Should You Ever Pay To Volunteer?

When I first looked into volunteering 5 years ago, I didn’t understand the concept of paying to volunteer. It seemed contradictory. I was already giving up my time and salary to work for free, why should I pay for it as well?

Volunteer opportunity in Peru
Volunteering at a surf school in Peru

With that in mind, I found a charity in Peru where it was very cheap to volunteer, called Otra Cosa. I absolutely loved the three months that I spent in Huanchaco, and would still highly recommend it to anyone.

The problem I found with volunteering for free however, was that they only had one paid member of staff. Otra Cosa had 10-15 projects on the go, which is impossible for one person to manage. They did have volunteers that looked after some of the admin, but as volunteers only stay from 1 to 6 months, continuity suffered. Some of the projects were happening on and off, depending on what volunteers they had with which skills at the time.

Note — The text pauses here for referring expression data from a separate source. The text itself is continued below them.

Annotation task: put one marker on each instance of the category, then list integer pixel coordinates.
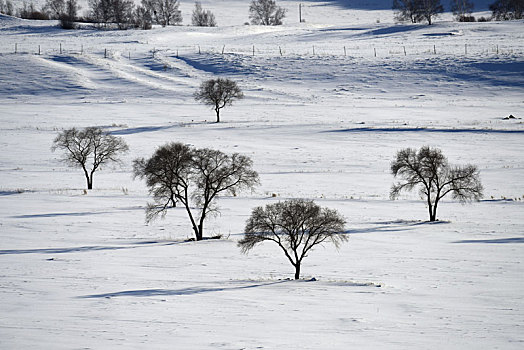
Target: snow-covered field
(83, 271)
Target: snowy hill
(327, 105)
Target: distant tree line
(417, 11)
(124, 14)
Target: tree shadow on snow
(183, 291)
(85, 248)
(494, 241)
(394, 226)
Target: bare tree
(218, 93)
(122, 13)
(143, 18)
(429, 9)
(68, 17)
(89, 149)
(165, 12)
(195, 178)
(429, 170)
(101, 11)
(507, 9)
(165, 172)
(9, 8)
(407, 10)
(202, 18)
(296, 226)
(461, 9)
(55, 7)
(266, 12)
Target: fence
(356, 51)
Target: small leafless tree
(296, 226)
(430, 9)
(202, 18)
(218, 93)
(165, 12)
(461, 9)
(266, 12)
(7, 8)
(89, 149)
(122, 13)
(143, 18)
(101, 11)
(407, 10)
(507, 9)
(55, 7)
(429, 170)
(68, 17)
(165, 172)
(195, 178)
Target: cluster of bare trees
(7, 8)
(507, 9)
(426, 10)
(124, 13)
(179, 174)
(417, 10)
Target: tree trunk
(297, 271)
(199, 232)
(433, 213)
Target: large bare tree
(218, 93)
(195, 178)
(296, 226)
(266, 12)
(89, 149)
(429, 170)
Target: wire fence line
(351, 51)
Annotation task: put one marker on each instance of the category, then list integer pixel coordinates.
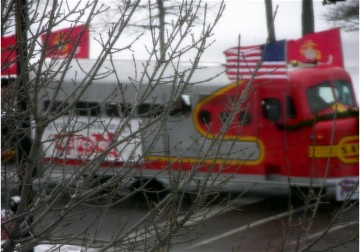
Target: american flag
(241, 62)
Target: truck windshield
(325, 94)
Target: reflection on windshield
(343, 92)
(320, 97)
(324, 95)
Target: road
(253, 223)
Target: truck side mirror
(271, 109)
(181, 106)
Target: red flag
(319, 47)
(8, 55)
(242, 62)
(60, 43)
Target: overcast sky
(247, 18)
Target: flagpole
(24, 134)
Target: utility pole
(307, 17)
(270, 20)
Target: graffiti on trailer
(73, 145)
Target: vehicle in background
(301, 131)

All the volunteers I met were great, and were there to help, but many had come to work on the same few projects. This led to everyone not having enough to do, whilst other projects were dropped because the volunteers didn’t have the right skills to help on those instead. Generally, we didn’t have a lot of contact with the community, so I wasn’t sure if they knew what we were trying to do. A charity needs someone to liaise the volunteers with the locals but Otra Cosa didn’t have the staff to be able to do this.

Peru Volunteer opportunity
Volunteering at the skate ramp in Huanchaco

To feel like your time is underused can be slightly frustrating when you are coming full of hope to help out on a worthy cause. I still loved my time with Otra Cosa, and would go back in a heartbeat. They were doing the best they could with the money they had and I did see progress and felt useful on some projects. Charities were you can volunteer for free are really important, as it means there are opportunities out there for people who don’t want to, or can’t pay.

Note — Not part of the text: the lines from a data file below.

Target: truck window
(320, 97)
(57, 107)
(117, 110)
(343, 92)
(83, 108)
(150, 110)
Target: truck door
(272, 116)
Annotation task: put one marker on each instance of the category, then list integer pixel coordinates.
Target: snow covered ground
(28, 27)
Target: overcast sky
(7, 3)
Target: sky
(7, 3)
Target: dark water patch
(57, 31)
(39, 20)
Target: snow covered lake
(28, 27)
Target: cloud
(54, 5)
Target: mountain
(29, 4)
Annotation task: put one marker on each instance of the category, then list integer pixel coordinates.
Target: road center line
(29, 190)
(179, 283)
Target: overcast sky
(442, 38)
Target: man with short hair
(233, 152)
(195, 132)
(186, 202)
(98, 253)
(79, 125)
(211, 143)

For my second volunteering expedition, I decided I would find the right charity, and then decide if I wanted to pay the money that they asked for. A 6 week expedition with Blue Ventures set me back almost £3000 in early 2018. This did however include my food, accommodation, use of the dive gear (two dives a day), transport from the nearest city to the expedition site and dive training to advanced open water PADI qualification. As it is paid before arrival, for 6 weeks, I practically didn’t have to think about money at all.

With Blue Ventures, everything was well organised. All volunteers arrive on the same day for each expedition, meaning no time is wasted training people separately. Our work was cut out for us straight away and we were busy all the time. In the beginning it was overwhelming as there was a lot to learn and adapt to. But I felt useful working with BV, and crucially I knew why I was there, what I was helping to achieve. I knew the community was aware of it too, which I realised was as important to me as the work itself.

Blue Ventures
Surface interval – volunteering with Blue Ventures

It is hard to know when volunteering, what the locals think of you being there, especially when you don’t speak their language. But as BV work with the community, most of their staff are locals, and they got us to introduce ourselves to the village elders, we felt welcomed.

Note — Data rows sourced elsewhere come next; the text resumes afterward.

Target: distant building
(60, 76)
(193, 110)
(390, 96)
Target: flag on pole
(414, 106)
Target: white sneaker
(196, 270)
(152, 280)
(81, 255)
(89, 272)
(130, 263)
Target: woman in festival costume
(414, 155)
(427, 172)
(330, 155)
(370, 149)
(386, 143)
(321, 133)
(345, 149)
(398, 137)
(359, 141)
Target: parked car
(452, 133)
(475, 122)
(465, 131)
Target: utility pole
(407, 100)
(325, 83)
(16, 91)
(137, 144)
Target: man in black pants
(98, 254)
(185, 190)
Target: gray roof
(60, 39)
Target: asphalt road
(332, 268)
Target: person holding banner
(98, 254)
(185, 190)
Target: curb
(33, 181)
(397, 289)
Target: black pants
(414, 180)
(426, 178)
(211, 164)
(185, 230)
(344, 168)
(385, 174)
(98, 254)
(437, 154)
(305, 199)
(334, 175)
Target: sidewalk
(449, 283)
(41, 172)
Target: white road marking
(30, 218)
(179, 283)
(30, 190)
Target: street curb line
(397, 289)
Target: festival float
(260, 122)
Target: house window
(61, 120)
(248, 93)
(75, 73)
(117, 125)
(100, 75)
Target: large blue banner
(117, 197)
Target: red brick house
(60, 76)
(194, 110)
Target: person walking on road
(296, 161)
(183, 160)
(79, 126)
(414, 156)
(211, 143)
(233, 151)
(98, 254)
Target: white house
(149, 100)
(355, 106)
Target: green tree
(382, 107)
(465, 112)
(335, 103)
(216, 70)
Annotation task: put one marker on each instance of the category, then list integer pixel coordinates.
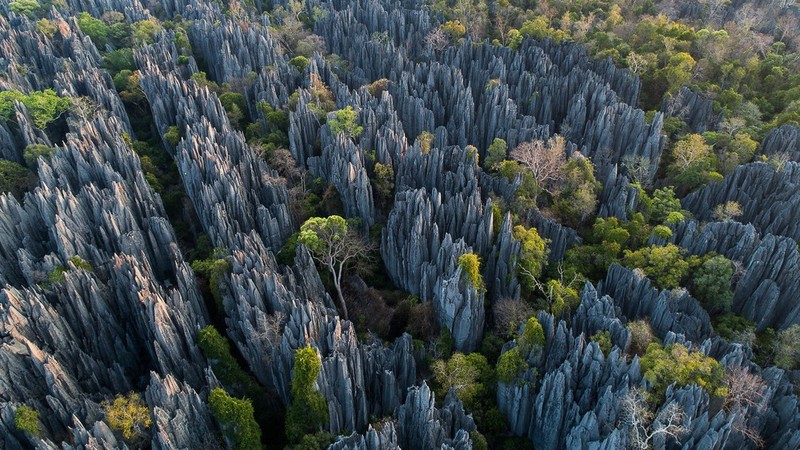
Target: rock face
(768, 197)
(96, 297)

In the 6 weeks I spent in Andavadoaka, Madagascar with Blue Ventures, I definitely didn’t change the world, but I knew what I was contributing to, and I felt like there was a good reason for me being there. I also know that I was useful during my 3 months in Huanchaco, but I felt that my time could have been better organised to be more efficient.

Diving with Blue Venture
Surveying the reef in Madagascar with Blue Ventures

The most important thing I would say when deciding if you should pay to volunteer,  is  to do extensive research on the organisations. Read reviews from past volunteers, has the organisation been recognised for their work in anyway? If you are not paying, how are the projects being funded? If you are paying, where does your money go? I’m confident in both my experiences that my money was well used. In the future if I have the money, I plan on paying again to volunteer. But if I don’t have the cash I will look to volunteer for free. Even if the charity isn’t very well organised, I know any help they can get will be appreciated.